Medical Practice Loans Are Different than Other Business Loans
Doctors, dentists and other healthcare professionals are held in high regard and generally are highly paid in comparison to other occupations. However, the stereotype of the rich doctor on the golf course every Wednesday afternoon is more the exception than the rule these days. In fact, it takes years for physicians to become financially comfortable. Medical practice loans can be a lifeline to a growing medical office.
TIME magazine reported that doctors’ earnings ranged from $156,000 a year for pediatricians to specialists such as cardiologists and orthopedic surgeons, who earn upwards of $300,000 per year. Starting salaries, naturally are lower. According to Short White Coats, a website that covers a variety of issues facing doctors, the starting salaries for physicians practicing family medicine were $140,000 to $175,000. While this may seem like a lot of money to the average America, young doctors are frequently saddled with student loan debt, which takes years to fully wipe out.

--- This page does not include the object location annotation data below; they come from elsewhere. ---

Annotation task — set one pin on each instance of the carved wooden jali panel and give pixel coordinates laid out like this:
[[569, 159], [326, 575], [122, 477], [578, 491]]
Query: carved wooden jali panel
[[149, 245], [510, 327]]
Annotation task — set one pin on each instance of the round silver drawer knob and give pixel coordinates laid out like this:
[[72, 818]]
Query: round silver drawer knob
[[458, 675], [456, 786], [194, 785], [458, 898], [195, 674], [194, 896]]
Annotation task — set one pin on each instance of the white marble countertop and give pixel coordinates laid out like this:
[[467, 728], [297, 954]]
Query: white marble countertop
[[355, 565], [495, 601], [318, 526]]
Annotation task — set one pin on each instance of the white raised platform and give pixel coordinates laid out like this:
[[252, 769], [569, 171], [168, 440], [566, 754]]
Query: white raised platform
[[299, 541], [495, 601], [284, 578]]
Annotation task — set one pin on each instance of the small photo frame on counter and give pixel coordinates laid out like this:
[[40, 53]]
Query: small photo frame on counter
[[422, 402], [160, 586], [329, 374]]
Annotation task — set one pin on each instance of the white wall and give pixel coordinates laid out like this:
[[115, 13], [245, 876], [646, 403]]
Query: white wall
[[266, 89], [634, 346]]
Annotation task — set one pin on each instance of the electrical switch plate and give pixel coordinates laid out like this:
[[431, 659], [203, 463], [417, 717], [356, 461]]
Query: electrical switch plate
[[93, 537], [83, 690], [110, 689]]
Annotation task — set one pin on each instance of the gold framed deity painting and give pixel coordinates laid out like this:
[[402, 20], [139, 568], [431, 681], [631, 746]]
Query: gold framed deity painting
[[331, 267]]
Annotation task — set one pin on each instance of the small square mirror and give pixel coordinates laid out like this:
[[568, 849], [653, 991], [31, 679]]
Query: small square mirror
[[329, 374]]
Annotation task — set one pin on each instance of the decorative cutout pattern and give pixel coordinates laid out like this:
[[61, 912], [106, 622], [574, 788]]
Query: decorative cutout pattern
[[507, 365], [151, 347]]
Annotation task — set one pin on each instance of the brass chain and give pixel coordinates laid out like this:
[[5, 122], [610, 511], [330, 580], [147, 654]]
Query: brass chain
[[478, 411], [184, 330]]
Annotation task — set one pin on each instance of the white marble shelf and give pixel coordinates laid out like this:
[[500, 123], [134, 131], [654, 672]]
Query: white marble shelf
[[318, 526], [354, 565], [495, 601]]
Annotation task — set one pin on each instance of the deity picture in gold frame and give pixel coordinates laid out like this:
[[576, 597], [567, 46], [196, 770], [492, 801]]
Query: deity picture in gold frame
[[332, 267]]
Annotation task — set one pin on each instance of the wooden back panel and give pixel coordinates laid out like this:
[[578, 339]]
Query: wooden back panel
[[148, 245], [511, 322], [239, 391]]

Once student loan debt payments are finished, physicians may look to start or expand their medical practices by securing loans for doctors. Medical practices, like other small businesses, require working capital. Doctors sometimes find themselves in a cash crunch because of slow-paying insurance companies, delays in Medicare and Medicaid reimbursements, and cash-strapped patients who request to string out their payments. These situations can significantly hurt the cash flow of any medical practice.
At the same time, while doctors’ offices are chasing money, expenses mount. Payroll must be met, utility bills have to be paid, and supplies must be purchased. Then there is the skyrocketing cost of medical malpractice insurance. The result is that physicians, like other business owners, will look to secure working capital via business loans, business lines of credit, cash advances, and other forms of small business financing.
Recruiting and Hiring Staff
To run their offices smoothly, medical practices rely on physician’s assistants, nurses, receptionists, and office assistants who help with billing health insurance companies, Medicare, and others. Securing payment is much more complicated than ever before because of insurance companies that frequently question procedures and delay processing of payment until their inquiries are satisfied. Medicare and Medicaid are notoriously slow in paying, as well. All of these factors can lead to cash flow issues, particularly for newer, growing medical practices. Doctors can no longer take care of the books themselves, they need employees to handle these duties in order focus on what they enjoy and prefer doing: treating patients.
Digitizing Medical Records
Paper records are becoming part of the past for medical practices. However, while converting patients’ records from paper to digital files creates efficiencies for healthcare providers and their patients, it is a time-consuming and expensive task
Digitizing patient files creates an electronic record of visits, exams, blood tests, diagnoses, and prescriptions that enable doctors to perform their duties more efficiently. But the conversion process brings significant conversion costs as literally hundreds – sometimes thousands – of electronic patient files must be created. In the long run, digitalization of medical records saves time, cuts labor costs and enables a practice to run more efficiently, but the process of digitizing medical records is a significant long-term investment for any medical practice.
Doctors’ offices purchase major assets, such as X-Ray machines, CAT scans, stress test treadmills, surgical equipment, and ultrasound equipment. Medical practices also still need everyday inventory, such as bandages, tongue depressors, cotton swaps, rubbing alcohol, etc.
Expanding into New Offices
Successful physician groups grow, just like other businesses, face significant cash requirements when opening new offices. Costs include:
- Building purchases or rent
- Equipment leasing agreements (if the medical equipment is not purchased outright)
- New computers and software
- Staffing costs
- Marketing expenses.
Biz2Credit can help secure business loans for doctors who are seeking office purchases and leasing arrangements, as well as provide a wide variety of options to obtain the working capital needed to launch a new office.
Dr. Hermant Dhingra, who is based in Silicon Valley, says that securing funding can be a challenge, but it is necessary to grow a practice.
Funding Options for Physicians
If a medical practice is looking to purchase or rehabilitate a building, a commercial loan can be the answer. These can be 15-year or 30-year fixed rate loans or adjustable loans. Often they require 20 percent down.
Medical office, particularly startup practices, may qualify for Small Business Administration (SBA) funding. SBA loans require more paperwork than traditional term loans from banks, but they offer attractive rates and terms for borrowers and government guarantees for lenders that are looking to mitigate their exposure to risk.
Business Line of Credit
A business line of credit is like having a debit account for use during periods when a practice might be cash-strapped. Once a lump sum amount is agreed to by a bank, the money becomes available for use. The beauty of this type of small business financing option is that the borrower only pays interest on the amount of the money that he or she actually spends. Typically, the interest rate charged is much lower than the rate charged by a credit card, which can impost 15 to 20 percent interest rates. Thus, a small business line of credit represents a significant savings for a physician in search of funding.